Open BaiStone2017 opened 5 days ago

BaiStone2017 commented 5 days ago

In https://github.com/kvcache-ai/mooncake/blob/main/doc/en/vllm_benchmark_results.md

The performance of "Non-disaggregated", use 2 A10?

ShangmingCai commented 4 days ago

In https://github.com/kvcache-ai/mooncake/blob/main/doc/en/vllm_benchmark_results.md。

The performance of "Non-disaggregated", use 2 A10?

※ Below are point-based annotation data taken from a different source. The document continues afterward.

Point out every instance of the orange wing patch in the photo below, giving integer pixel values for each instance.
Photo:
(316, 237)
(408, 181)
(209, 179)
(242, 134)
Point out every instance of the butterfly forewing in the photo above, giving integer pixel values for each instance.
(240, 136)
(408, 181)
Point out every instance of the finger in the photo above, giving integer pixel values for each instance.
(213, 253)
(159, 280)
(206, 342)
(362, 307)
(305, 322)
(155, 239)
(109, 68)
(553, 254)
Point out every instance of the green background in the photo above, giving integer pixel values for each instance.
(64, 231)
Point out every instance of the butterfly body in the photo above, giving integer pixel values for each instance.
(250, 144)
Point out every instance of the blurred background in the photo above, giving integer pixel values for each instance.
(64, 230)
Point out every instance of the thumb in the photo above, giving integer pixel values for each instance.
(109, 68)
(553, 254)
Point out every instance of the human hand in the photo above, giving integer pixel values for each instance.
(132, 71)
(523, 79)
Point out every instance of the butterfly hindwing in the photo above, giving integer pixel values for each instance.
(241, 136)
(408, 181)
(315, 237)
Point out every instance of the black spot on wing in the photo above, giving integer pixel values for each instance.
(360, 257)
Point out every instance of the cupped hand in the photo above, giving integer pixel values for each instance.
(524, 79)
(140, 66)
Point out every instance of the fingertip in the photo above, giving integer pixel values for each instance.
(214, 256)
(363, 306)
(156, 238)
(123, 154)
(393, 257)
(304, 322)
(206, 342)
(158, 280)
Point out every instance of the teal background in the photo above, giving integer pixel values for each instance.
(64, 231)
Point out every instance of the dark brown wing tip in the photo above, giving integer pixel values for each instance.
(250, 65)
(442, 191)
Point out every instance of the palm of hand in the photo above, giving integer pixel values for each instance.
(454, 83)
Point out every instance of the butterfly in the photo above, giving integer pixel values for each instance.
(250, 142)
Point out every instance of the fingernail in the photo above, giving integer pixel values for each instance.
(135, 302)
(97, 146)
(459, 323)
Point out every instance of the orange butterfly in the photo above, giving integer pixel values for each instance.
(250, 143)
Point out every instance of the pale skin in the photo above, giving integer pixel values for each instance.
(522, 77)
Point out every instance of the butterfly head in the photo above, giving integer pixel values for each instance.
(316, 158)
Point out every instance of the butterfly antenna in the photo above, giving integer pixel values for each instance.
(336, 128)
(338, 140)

Currently, it is conducted on 1 A10 to test and compare the TTFT latency and verify the feasibility of inter-node disaggregated designs. To fairly compare the total throughput of non-disaggregated and disaggregated designs, we need to conduct experiments under specific prefill/decode workloads to utilize the prefill node fully. However, we have not found a good way to conduct a fair comparison of 2 non-disaggregated instances and 1 prefill + 1 decode without OOM. According to the author of PR 8498,

"for disagg prefill it will have lower throughput compared to chunked prefill if the prefill workload / decode workload doesn’t match # of prefill GPUs / # of decode GPUs. In my current implementation, the # of prefill GPU / # of decode GPU is 1:1, but the prefill workload / decode workload is typically a really small number (roughly 0.1 IIRC)."

After we solve the TP problem, we will conduct a series of experiments with different GPU ratios. If you are interested, you can also join vllm's slack channel about prefill disaggregation to get the latest updates.

Edenzzzz commented 4 days ago

Are there benchmark comparisons against NCCL?

ShangmingCai commented 4 days ago

Are there benchmark comparisons against NCCL?

We are unable to obtain inter-node disaggregated results with NCCL based on PR 8498 currently due to its parallel_state initialization process of disagg_group in conflict with vllm's process_group. This could be fixed with the help of PR 10072, which has already been merged. More results will be provided once we finish the integration of mooncake_transfer_engine with PR 10502.